Long-Read Sequencing

Comprehensive Analysis of PKD1 and PKD2 (CAPKD)

Improves the ADPKD Resolution with High-Fidelity Read

Standard Genetic Testing Fails in ADPKD

Autosomal dominant polycystic kidney disease (ADPKD) genetic testing is required when imaging and family history cannot provide a diagnosis, particularly in young patients. While PKD1 and PKD2 variants account for the majority of ADPKD cases, standard methods struggle to resolve the full spectrum of PKD1 variants.

NGS often fails towards PKD1 gene, particularly in capture-based assays. This is due to high sequence similarity with six pseudogenes and GC-rich regions. Consequently, WES sensitivity for PKD1 may be as low as 50%¹, and even non-capture WGS struggles with poor alignment with short-read length², leaving some cases without a definitive diagnosis.

Improves PKD1 Mapping with LRS

Leveraging SMRT technology, Comprehensive Analysis of PKD1 and PKD2 (CAPKD) overcomes the "dark regions" of the genome. By generating long reads, we can distinguish the functional PKD1 gene from its pseudogenes with superior accuracy, ensuring reliable variant detection where short-read NGS fails.
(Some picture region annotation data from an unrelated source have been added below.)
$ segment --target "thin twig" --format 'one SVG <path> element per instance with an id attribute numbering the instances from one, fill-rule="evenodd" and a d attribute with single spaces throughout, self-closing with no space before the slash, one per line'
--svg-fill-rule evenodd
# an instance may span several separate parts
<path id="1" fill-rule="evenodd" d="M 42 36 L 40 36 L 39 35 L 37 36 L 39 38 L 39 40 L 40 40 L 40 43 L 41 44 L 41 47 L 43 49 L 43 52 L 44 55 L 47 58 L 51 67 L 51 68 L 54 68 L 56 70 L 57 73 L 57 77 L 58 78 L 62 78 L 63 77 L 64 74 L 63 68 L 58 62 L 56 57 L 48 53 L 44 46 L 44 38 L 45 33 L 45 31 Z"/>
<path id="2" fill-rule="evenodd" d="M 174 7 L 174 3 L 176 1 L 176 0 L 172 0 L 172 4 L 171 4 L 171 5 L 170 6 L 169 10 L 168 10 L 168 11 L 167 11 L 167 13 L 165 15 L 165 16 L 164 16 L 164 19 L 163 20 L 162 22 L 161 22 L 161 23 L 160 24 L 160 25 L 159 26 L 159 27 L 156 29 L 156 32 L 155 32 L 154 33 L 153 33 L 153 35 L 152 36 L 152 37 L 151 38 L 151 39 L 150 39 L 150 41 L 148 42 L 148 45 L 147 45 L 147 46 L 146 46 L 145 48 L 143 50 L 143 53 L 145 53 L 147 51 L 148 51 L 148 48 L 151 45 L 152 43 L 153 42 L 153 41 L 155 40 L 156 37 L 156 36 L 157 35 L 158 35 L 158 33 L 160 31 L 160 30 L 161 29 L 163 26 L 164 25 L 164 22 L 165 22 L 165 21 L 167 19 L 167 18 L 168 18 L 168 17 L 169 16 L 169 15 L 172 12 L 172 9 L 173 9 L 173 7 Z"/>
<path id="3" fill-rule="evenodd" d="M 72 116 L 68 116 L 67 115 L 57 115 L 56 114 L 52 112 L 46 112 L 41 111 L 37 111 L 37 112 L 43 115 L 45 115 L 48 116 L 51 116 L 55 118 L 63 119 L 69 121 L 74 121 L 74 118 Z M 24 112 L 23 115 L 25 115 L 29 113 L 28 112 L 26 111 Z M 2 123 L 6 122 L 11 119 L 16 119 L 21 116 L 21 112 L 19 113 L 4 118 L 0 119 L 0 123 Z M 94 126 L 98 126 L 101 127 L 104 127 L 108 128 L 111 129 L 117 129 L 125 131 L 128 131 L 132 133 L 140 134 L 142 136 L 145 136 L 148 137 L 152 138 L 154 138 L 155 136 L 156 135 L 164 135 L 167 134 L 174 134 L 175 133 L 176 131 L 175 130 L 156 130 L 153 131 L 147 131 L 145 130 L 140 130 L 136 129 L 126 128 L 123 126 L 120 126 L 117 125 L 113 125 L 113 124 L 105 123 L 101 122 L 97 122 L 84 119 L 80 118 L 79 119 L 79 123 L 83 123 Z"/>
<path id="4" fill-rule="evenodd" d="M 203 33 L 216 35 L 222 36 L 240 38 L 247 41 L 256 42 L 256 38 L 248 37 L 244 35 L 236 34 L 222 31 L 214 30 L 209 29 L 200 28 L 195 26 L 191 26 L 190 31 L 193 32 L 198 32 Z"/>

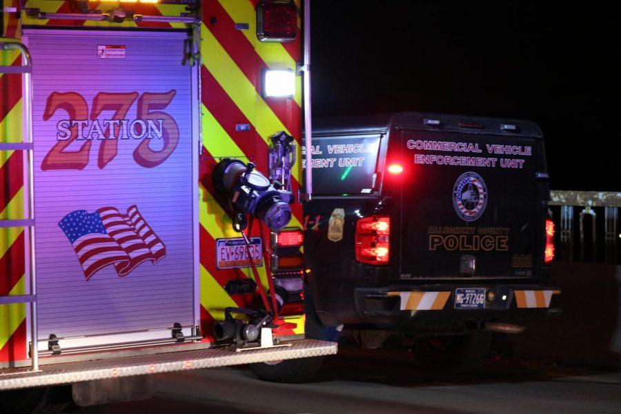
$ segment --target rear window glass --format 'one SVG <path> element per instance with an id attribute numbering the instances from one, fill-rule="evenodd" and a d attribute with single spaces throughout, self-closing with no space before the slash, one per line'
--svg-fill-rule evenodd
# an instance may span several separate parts
<path id="1" fill-rule="evenodd" d="M 313 138 L 313 194 L 370 194 L 379 148 L 378 135 Z M 302 168 L 306 168 L 304 159 Z"/>

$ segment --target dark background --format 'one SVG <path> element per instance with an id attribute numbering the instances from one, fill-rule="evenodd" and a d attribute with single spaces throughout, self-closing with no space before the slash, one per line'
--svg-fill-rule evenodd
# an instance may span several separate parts
<path id="1" fill-rule="evenodd" d="M 621 190 L 621 2 L 312 2 L 314 117 L 527 119 L 553 189 Z"/>

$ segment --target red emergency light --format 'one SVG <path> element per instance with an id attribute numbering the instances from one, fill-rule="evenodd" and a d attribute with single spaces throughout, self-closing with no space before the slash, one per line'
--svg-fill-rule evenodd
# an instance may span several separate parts
<path id="1" fill-rule="evenodd" d="M 388 166 L 388 171 L 391 174 L 397 175 L 403 172 L 403 166 L 401 164 L 393 164 Z"/>
<path id="2" fill-rule="evenodd" d="M 272 248 L 301 247 L 304 242 L 304 234 L 299 228 L 285 228 L 271 233 Z"/>
<path id="3" fill-rule="evenodd" d="M 388 264 L 391 218 L 374 215 L 356 224 L 356 260 L 366 264 Z"/>
<path id="4" fill-rule="evenodd" d="M 554 221 L 546 219 L 546 250 L 544 260 L 550 263 L 554 259 Z"/>
<path id="5" fill-rule="evenodd" d="M 297 37 L 297 8 L 293 1 L 262 0 L 257 5 L 257 37 L 285 43 Z"/>

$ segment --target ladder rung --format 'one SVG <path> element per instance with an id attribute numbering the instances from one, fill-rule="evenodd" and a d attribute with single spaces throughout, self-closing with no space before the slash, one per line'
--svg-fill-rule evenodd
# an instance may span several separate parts
<path id="1" fill-rule="evenodd" d="M 19 151 L 29 151 L 34 148 L 34 146 L 32 145 L 32 142 L 10 142 L 10 143 L 1 143 L 0 142 L 0 151 L 10 151 L 12 150 Z"/>
<path id="2" fill-rule="evenodd" d="M 0 73 L 30 73 L 31 66 L 0 66 Z"/>
<path id="3" fill-rule="evenodd" d="M 9 227 L 32 227 L 33 226 L 34 226 L 34 219 L 0 220 L 0 228 L 8 228 Z"/>
<path id="4" fill-rule="evenodd" d="M 14 295 L 12 296 L 0 296 L 0 305 L 9 304 L 30 304 L 37 301 L 34 295 Z"/>

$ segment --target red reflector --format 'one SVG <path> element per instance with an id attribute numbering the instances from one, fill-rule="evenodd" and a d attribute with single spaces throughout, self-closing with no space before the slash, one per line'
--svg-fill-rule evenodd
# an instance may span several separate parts
<path id="1" fill-rule="evenodd" d="M 401 174 L 403 172 L 403 167 L 399 164 L 391 164 L 388 166 L 388 170 L 391 174 Z"/>
<path id="2" fill-rule="evenodd" d="M 356 260 L 367 264 L 388 264 L 390 259 L 391 219 L 364 217 L 356 224 Z"/>
<path id="3" fill-rule="evenodd" d="M 554 259 L 554 221 L 546 219 L 546 250 L 544 260 L 546 263 Z"/>
<path id="4" fill-rule="evenodd" d="M 277 247 L 299 247 L 304 242 L 304 235 L 301 230 L 284 230 L 275 233 L 275 242 L 272 248 Z"/>
<path id="5" fill-rule="evenodd" d="M 293 1 L 264 0 L 257 6 L 257 37 L 261 41 L 286 42 L 297 36 L 297 8 Z"/>
<path id="6" fill-rule="evenodd" d="M 290 269 L 302 269 L 304 259 L 302 254 L 293 255 L 272 255 L 271 269 L 273 272 Z"/>

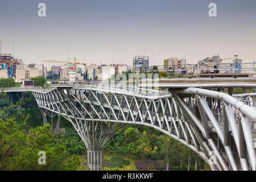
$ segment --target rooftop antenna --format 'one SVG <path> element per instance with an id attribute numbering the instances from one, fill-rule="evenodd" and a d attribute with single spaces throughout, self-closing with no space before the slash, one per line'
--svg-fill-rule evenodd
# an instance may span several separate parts
<path id="1" fill-rule="evenodd" d="M 14 41 L 13 42 L 13 56 L 14 59 Z"/>
<path id="2" fill-rule="evenodd" d="M 84 53 L 84 63 L 85 63 L 85 60 L 86 60 L 86 53 Z"/>
<path id="3" fill-rule="evenodd" d="M 234 56 L 236 57 L 236 64 L 237 64 L 237 57 L 239 56 L 238 55 L 234 55 Z"/>

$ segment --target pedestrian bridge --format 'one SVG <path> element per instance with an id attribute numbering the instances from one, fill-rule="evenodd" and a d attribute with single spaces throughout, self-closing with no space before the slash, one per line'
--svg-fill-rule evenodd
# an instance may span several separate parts
<path id="1" fill-rule="evenodd" d="M 134 124 L 153 127 L 181 142 L 212 170 L 256 170 L 256 110 L 228 94 L 98 82 L 5 89 L 24 91 L 32 92 L 44 123 L 48 114 L 72 124 L 87 148 L 91 169 L 101 167 L 103 147 L 114 132 Z"/>

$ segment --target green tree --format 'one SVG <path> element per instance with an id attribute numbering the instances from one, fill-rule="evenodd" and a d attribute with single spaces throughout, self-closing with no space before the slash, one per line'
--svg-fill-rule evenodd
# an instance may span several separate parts
<path id="1" fill-rule="evenodd" d="M 127 143 L 135 143 L 140 137 L 141 133 L 134 127 L 127 128 L 124 133 L 124 137 Z"/>
<path id="2" fill-rule="evenodd" d="M 50 126 L 20 130 L 14 119 L 0 119 L 0 170 L 75 170 L 79 157 L 71 156 L 65 147 L 51 142 Z M 38 152 L 45 151 L 46 164 L 39 165 Z"/>
<path id="3" fill-rule="evenodd" d="M 34 80 L 34 85 L 35 86 L 44 86 L 46 84 L 46 79 L 42 76 L 32 77 L 30 78 L 30 80 Z"/>

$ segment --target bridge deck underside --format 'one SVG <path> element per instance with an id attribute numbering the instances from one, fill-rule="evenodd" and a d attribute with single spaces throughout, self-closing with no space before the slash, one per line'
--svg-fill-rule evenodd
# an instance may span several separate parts
<path id="1" fill-rule="evenodd" d="M 255 170 L 256 167 L 255 148 L 253 146 L 252 149 L 253 142 L 250 140 L 252 136 L 249 136 L 248 140 L 243 135 L 246 127 L 241 126 L 250 125 L 249 119 L 239 112 L 239 118 L 235 118 L 232 106 L 223 101 L 220 121 L 212 111 L 209 100 L 207 102 L 207 98 L 200 95 L 184 99 L 174 93 L 150 99 L 84 88 L 59 88 L 44 94 L 34 92 L 33 94 L 40 107 L 68 119 L 82 139 L 84 131 L 79 129 L 86 129 L 86 121 L 143 125 L 187 145 L 213 169 Z M 214 163 L 213 158 L 216 159 Z"/>

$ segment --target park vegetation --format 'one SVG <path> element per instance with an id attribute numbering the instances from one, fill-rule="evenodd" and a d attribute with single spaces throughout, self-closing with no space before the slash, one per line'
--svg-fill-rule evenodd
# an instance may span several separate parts
<path id="1" fill-rule="evenodd" d="M 33 79 L 39 86 L 46 82 L 41 77 Z M 1 85 L 5 87 L 12 82 L 2 80 L 0 82 L 5 84 Z M 245 92 L 239 89 L 233 92 Z M 53 135 L 49 125 L 43 126 L 40 111 L 30 92 L 24 92 L 14 103 L 9 103 L 7 93 L 0 92 L 0 170 L 77 170 L 81 164 L 86 166 L 85 159 L 81 159 L 86 156 L 85 144 L 69 122 L 61 118 L 60 127 L 65 128 L 65 132 Z M 46 165 L 38 164 L 40 151 L 46 153 Z M 144 126 L 126 125 L 115 133 L 104 151 L 110 156 L 104 159 L 108 169 L 119 170 L 131 163 L 140 170 L 209 168 L 185 145 Z"/>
Clinical Performance: Outperforming Conventional Testing

vs. Capture-Based NGS³

Increased detection yield by solving 31% of cases that genetically unexplained

A total of 40 clinically diagnosed ADPKD patients without full genetic characterization by NGS were retrospectively enrolled³

vs. Combined Strategy (LR-PCR NGS + MLPA)⁴

Identified variants in 16% of ADPKD patients that previously returned negative findings
Corrected 33% of large deletions where MLPA produced discrepancy

In a retrospective study of 170 unrelated ADPKD patients⁴

Send-out Testing

When considering our send-out sequencing services:

Consultation: Contact our team for the most current test specifications.
Sample Preparation: Check sample types and shipment requirements to ensure high-quality results. Please check your local export regulations and logistics partners.
Submission: Contact Xcelom when placing an order. Include the completed Test Request and Consent Form, along with any required documents.

Sample Requirements

Peripheral Blood: 2 mL in EDTA tube

Dried Blood Spot (DBS): 3 spots, ≥ 8mm diameter each

Long-fragment gDNA

Transport Conditions

2-8℃, arrive within 72 hours

Testing Scope

Detects ADPKD-associated variants in the PKD1 and PKD2 genes, including:

Pathogenic (P), Likely Pathogenic(LP), and some VUS SNVs/InDels
Exon deletions/duplications

Turnaround Time (TAT)

17 working days

End-to-End Technology Transfer

Berry Genomics and Xcelom provide dedicated end-to-end workflow to bring this capability into your laboratory. We offer end-to-end support, including:

Lab Setup: Consultation on workflow, equipment, and customized kits.
Training: Comprehensive wet-lab training for your staff.
Bioinformatics Support: Our tailored software solutions streamline variant annotation and interpretation, automatically integrating public databases to assist with ACMG analysis.

Resources

CAPKD Brochure

References:

1. Ali H, Al-Mulla F, Hussain N, et al. PKD1 Duplicated regions limit clinical Utility of Whole Exome Sequencing for Genetic Diagnosis of Autosomal Dominant Polycystic Kidney Disease. Sci Rep. 2019;9(1):4141.

2. Borràs DM, Vossen RHAM, Liem M, et al. Detecting PKD1 variants in polycystic kidney disease patients by single-molecule long-read sequencing. Hum Mutat. 2017;38(7):870-879.

3. Sun Q, Xu P, Mao A, et al. Targeted long-read sequencing enables higher diagnostic yield of ADPKD by accurate PKD1 genetic analysis. NPJ Genom Med. 2025;10(1):22.

4. Xu D, Mao A, Chen L, Wu L, Ma Y, Mei C. Comprehensive Analysis of PKD1 and PKD2 by Long-Read Sequencing in Autosomal Dominant Polycystic Kidney Disease. Clin Chem. 2024;70(6):841-854.